• Today, the Federal Reserve launched another new facility aimed at purchasing certificates of deposit and commercial paper from troubled money market funds in an attempt to return liquidity to those markets.  Another black hole to wheelbarrow our tax money into.  Nice. 

    Please hold your applause until the end of the newsletter.  And I say that with a great amount of sar­casm.  This move is just another IV of fresh blood going into a patient with a cannonball-sized hole in his chest.  It might be prudent for us to point our cash at the underlying ailment as opposed to the re­sulting symptoms.

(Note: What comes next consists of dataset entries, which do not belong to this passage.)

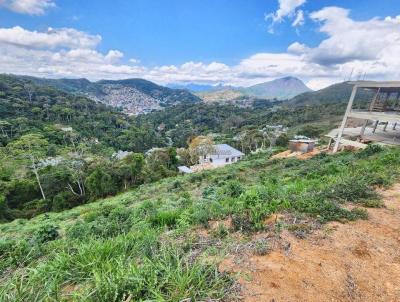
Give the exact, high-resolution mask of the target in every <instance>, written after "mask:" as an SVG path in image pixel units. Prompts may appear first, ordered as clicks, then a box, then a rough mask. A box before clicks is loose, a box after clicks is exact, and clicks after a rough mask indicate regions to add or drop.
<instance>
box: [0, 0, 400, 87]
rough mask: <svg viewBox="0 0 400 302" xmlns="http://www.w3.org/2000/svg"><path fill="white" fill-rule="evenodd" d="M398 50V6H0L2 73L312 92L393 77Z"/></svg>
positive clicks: (203, 3)
mask: <svg viewBox="0 0 400 302" xmlns="http://www.w3.org/2000/svg"><path fill="white" fill-rule="evenodd" d="M398 16H399V17H398ZM377 27H378V28H379V30H377V29H376V28H377ZM49 28H51V29H49ZM370 29H373V30H370ZM387 36H389V37H390V38H386V37H387ZM353 37H354V38H353ZM386 39H387V40H386ZM342 44H343V45H342ZM377 45H378V46H377ZM397 50H400V5H399V1H398V0H381V1H372V0H363V1H359V0H347V1H343V0H337V1H322V0H321V1H315V0H314V1H312V0H308V1H306V0H251V1H249V0H168V1H166V0H130V1H129V0H114V1H102V0H98V1H89V0H86V1H73V0H69V1H65V0H64V1H63V0H0V55H2V57H3V60H2V59H1V58H0V72H10V73H19V74H20V73H23V74H31V75H38V76H47V77H81V76H82V77H88V78H89V79H93V80H95V79H100V78H128V77H143V78H147V79H150V80H153V81H155V82H158V83H161V84H166V83H172V82H198V83H221V82H223V83H227V84H233V85H251V84H254V83H258V82H263V81H266V80H270V79H273V78H276V77H280V76H286V75H294V76H298V77H300V78H301V79H303V80H304V81H305V82H307V83H308V84H309V85H310V86H311V87H312V88H320V87H323V86H326V85H327V84H330V83H333V82H337V81H340V80H342V79H343V78H345V77H346V75H349V74H350V73H351V71H352V70H353V74H354V75H355V76H356V75H357V74H367V75H368V76H369V77H370V78H371V79H380V78H387V77H390V78H396V79H399V78H398V77H399V72H400V71H399V70H400V68H398V67H399V65H400V59H398V60H396V59H394V58H393V55H392V54H393V53H395V52H396V51H397ZM389 65H390V66H392V67H388V66H389ZM389 69H390V70H389ZM396 70H397V71H396Z"/></svg>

    For the first time in our country’s history, our leaders are acting more like a bank than like a govern­ment.  The only difference is, banks usually try to fleece whoever they’re doing business with by driv­ing a hard bargain and reaping maximal returns.  But, we can’t kick our ailing financial system while it’s down for the sake of taxpayer profits.  So, through a tangled web of overly-rushed legislation, we have effectively privatized the banks’ profits and socialized their losses.

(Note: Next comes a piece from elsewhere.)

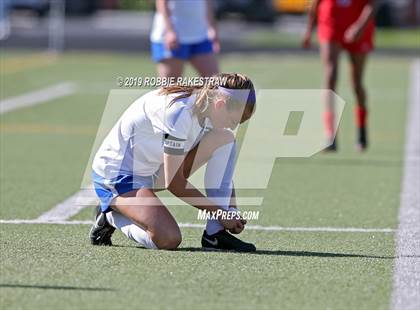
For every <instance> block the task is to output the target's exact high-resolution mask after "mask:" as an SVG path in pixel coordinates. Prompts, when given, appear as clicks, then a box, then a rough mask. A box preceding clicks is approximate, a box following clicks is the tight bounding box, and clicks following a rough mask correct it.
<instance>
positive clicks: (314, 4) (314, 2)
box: [302, 0, 322, 48]
mask: <svg viewBox="0 0 420 310" xmlns="http://www.w3.org/2000/svg"><path fill="white" fill-rule="evenodd" d="M321 1H322V0H314V1H312V4H311V7H310V8H309V11H308V24H307V27H306V32H305V35H304V38H303V43H302V45H303V47H304V48H310V47H311V37H312V32H313V31H314V29H315V26H316V21H317V19H318V7H319V4H320V2H321Z"/></svg>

    So, we’re acting like a badly run bank.  Essentially, we’ve become a one-stop shop to dump any assets that had value, may have value in the future, and are currently valueless. 

    Another monumental failure is Hope for Homeowners, a program which heavily suggested that lenders be more flexible in writing down the principal balance of some troubled loans.  This author is hardly surprised that banks didn’t want to absorb billions of dollars in forgiven debt just because we asked really nicely.  Evidently, anything a republican administration does involving the word “hope” back­fires.  Which has led me to suggest the “Impending Doom for Homeowners Act” to capitalize on the apparent effectiveness of reverse psychology.

    It’s a joke.  Lighten up.

    The fact is, trying to guess what the markets are going to do next is a futile effort.  Half of the invest­ment community are dialing 1-800-GET-ME-OUT-NOW every time the markets hiccup.  Now is the time for a disciplined approach to our financial lives based on history, current market facts and sound professional advice.  Divorce yourself from the temptation to succumb to volatile emotions. Capitalize on the opportunities this shake-out is creating.  Ask questions.  Be proactive.  Be patient.